December 14, 2017
December 14, 2017
By: Sean P. Thomas
Three major roadway improvement planning projects are coming to Calaveras County by way of the first round of gas tax funds, according to the California Department of Transportation.
Valley Springs, Angels Camp and San Andreas will receive a share of $25 million in sustainable community grants to help support local efforts to plan “sustainable communities, reduce transportation-related greenhouse gases and adapt for the effects of climate change,” according to a release from Caltrans.
“These grants will provide much-needed funding to support the efforts to improve transportation in local communities and plan for a future impacted by climate change,” said Caltrans Director Malcolm Dougherty. “In addition to the many projects already accelerated thanks to SB1, this is just one more example of how we’re committed to rebuilding California.”
In Valley Springs, $219,112 will go toward conceptual planning for street improvements along Highway 26 and at the Highway 12 and 26 intersection. The goal is to conceive a plan to help improve travel options for residents and students attempting to reach schools and community centers.
The plan will explore improvements along Highway 26 from Hogan Dam Road to the Highway 12 and 26 intersection, including gap-filling efforts as well as improvements within the historic portion of Valley Spring. Historical Valley Springs has streets that currently serve as pickup and drop off locations for students.
The planning is slated to begin in February and end in November 2019, once an assessment of existing conditions, comprehensive public participation and outreach, conception design alternatives, development of a complete street plan and implementation of a financial plan to fund the construction are completed.
The projects are a collaborative partnership between Valley Springs Elementary School, Caltrans, the California Highway Patrol, the Calaveras Council of Governments – a regional transportation planning authority – Calaveras County and various community members.
In San Andreas, $158,750 will be used to plan the development of a bicycle and pedestrian path along Pope Street and Lewis Avenue. The total project cost is $186,750. Like the Valley Springs project, the San Andreas grant will be used, in part, to create conceptual designs and provide necessary technical data to initiate future phases of the project and identify funding avenues. If properly funded, the project is anticipated to begin in February and finish in February 2020.
Angels Camp will receive $171,748 in grant funds to go toward a $201,250 project to survey improvements needed along Highway 49 to the Highways 49 and 4 intersection. The project will identify improvements in multimodal transportation between existing and planned facilities.
Likewise, the study will identify ways to improve transportation to low-income communities in northern Angels Camp.

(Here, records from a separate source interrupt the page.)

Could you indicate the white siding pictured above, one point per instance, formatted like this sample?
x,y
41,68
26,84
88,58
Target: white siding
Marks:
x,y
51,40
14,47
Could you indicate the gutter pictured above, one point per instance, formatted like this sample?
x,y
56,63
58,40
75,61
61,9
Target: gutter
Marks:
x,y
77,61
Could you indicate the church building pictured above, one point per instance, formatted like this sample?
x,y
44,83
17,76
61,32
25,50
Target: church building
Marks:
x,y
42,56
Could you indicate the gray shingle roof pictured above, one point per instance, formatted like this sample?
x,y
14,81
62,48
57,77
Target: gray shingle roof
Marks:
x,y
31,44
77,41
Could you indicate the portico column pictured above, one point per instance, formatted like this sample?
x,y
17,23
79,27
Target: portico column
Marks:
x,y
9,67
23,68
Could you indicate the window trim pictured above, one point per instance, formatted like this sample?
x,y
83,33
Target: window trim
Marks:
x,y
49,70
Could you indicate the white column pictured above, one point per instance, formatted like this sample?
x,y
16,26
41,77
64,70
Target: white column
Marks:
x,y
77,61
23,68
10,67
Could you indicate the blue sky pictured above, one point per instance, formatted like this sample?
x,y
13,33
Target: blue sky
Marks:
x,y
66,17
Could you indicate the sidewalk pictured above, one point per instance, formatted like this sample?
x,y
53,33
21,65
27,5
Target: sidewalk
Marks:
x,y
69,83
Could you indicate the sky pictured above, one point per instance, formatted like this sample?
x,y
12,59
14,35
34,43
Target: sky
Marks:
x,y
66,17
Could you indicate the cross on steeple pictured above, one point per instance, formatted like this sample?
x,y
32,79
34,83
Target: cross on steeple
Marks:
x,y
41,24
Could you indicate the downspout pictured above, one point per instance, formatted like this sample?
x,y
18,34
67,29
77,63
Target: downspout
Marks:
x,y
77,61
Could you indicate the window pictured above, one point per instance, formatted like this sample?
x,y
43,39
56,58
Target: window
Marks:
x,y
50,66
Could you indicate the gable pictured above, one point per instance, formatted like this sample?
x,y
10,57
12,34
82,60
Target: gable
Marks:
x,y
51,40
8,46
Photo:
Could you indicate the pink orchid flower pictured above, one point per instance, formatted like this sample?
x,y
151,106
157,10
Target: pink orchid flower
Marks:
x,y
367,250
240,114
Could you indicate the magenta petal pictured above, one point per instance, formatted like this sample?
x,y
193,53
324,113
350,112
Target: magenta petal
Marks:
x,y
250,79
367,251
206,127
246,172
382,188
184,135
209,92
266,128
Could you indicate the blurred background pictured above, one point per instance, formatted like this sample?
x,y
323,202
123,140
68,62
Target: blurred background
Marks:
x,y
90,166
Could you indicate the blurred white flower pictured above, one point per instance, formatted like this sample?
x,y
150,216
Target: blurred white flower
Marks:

The project description mentions that the planning study must comply with the current Highway 49/4 Gateway Corridor Study. The project is anticipated to start in February and be completed by February 2020.
Among the total grants, $25 million in sustainable community grants were allocated to 43 local and regional multimodal transportation and land-use planning projects. The goal is help the state reach its planned greenhouse gas reductions of 40 percent to 80 percent below levels recorded in 1990 by 2030 and 2050, respectively.